Love the pics and stories. If I win that 460 milllion jackpot in the lottery tonight I am moving so expect a neighbor.:lol::lol:


----------



## goodworkstractors

Computer must've finally quit on him?


----------



## David G Duncan

I talked to Brad today and yes his computer did quite on him. He is working on getting a replacement and expects to be back on line shortly.

Best Regards,

Dave


----------



## 2PawsRiver

Thank you for the update.....while I miss his posts and look forward to him being back on line......I am much happier just to hear he is OK......thanks again.


----------



## mwp

Well that's some good news that he's fine.was beginning to think the worst but all is well.my son and I will look forward to his posts


----------



## scale

I love getting away by reading Brad's threads also... What if MS Sportsman hooked him up with a new computer? Maybe a gofundme type of thing? I certainly would kick in a few bucks for him.


----------



## dankoustas

scale said:


> I love getting away by reading Brad's threads also... What if MS Sportsman hooked him up with a new computer? Maybe a gofundme type of thing? I certainly would kick in a few bucks for him.

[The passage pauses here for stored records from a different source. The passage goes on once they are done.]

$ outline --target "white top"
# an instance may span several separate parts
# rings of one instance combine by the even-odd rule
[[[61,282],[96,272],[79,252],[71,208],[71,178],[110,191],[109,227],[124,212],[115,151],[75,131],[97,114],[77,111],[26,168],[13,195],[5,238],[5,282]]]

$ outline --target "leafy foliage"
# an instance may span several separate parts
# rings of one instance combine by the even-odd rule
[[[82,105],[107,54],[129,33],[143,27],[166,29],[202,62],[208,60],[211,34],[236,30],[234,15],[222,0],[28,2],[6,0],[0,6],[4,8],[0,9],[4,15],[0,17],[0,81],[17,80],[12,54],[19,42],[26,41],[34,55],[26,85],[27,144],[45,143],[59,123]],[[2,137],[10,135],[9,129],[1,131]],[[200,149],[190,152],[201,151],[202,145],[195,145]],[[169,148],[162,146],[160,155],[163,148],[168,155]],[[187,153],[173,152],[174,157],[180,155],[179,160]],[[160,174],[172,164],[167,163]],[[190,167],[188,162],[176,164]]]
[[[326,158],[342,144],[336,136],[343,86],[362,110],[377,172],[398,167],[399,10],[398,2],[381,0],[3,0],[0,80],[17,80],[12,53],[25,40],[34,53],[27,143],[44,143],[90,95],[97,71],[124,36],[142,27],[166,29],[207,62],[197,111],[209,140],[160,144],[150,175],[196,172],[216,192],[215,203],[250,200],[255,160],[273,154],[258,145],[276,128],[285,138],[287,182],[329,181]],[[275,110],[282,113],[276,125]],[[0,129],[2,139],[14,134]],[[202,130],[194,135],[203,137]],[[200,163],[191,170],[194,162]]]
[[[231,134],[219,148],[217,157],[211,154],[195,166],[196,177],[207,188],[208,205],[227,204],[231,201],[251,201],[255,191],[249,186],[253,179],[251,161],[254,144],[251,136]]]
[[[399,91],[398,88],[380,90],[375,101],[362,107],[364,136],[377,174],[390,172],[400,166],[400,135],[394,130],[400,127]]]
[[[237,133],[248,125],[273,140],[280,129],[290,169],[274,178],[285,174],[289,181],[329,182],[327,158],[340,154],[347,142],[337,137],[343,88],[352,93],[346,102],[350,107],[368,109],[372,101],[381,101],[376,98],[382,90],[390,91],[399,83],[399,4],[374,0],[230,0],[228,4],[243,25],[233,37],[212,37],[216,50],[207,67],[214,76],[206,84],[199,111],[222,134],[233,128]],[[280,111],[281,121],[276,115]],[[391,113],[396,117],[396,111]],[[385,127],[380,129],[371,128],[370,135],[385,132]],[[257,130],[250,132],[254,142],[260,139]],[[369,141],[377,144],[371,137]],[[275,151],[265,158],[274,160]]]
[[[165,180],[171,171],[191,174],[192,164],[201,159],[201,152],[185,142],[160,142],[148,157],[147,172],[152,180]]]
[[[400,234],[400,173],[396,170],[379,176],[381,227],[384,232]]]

Count me in for $20 for sure. His thread is one of the best ones each year.
Dan


----------



## 2PawsRiver

count me in as well


----------



## alaska86

I'm in for $20 also


----------



## trapper ed

I would do $20


----------



## David G Duncan

I just put a call into Brad to see how he is doing. Had to leave a message, but will give an update once I make a connection.

Great idea and I am pretty sure Brad would appreciate the jester.

Cheers,

Dave


----------



## miruss

Any updates???? Hope all is good up in the GREAT OUTDOORS up there!!


----------



## David G Duncan

Just talked to Brad and his current finances are not in shape for him to replace the laptop which failed last trapping season. I seem to recall one of our forum members making a suggestion we all go together and get him a computer. If there is support for this idea then it would be great if we could make it happen.

Send me a PM if you have any experience putting something like this together.

Best Regards,

Dave


----------



## hawgeye

Im in for $10


----------



## alaska86

David G Duncan said:


> Just talked to Brad and his current finances are not in shape for him to replace the laptop which failed last trapping season. I seem to recall one of our forum members making a suggestion we all go together and get him a computer. If there is support for this idea then it would be great if we could make it happen.
> 
> Send me a PM if you have any experience putting something like this together.
> 
> Best Regards,
> 
> Dave


Dave , have you figured anything out yet ? Maybe someone with knowledge of what would be best for Brad could reply and we send him the money ? Thanks, Rick


----------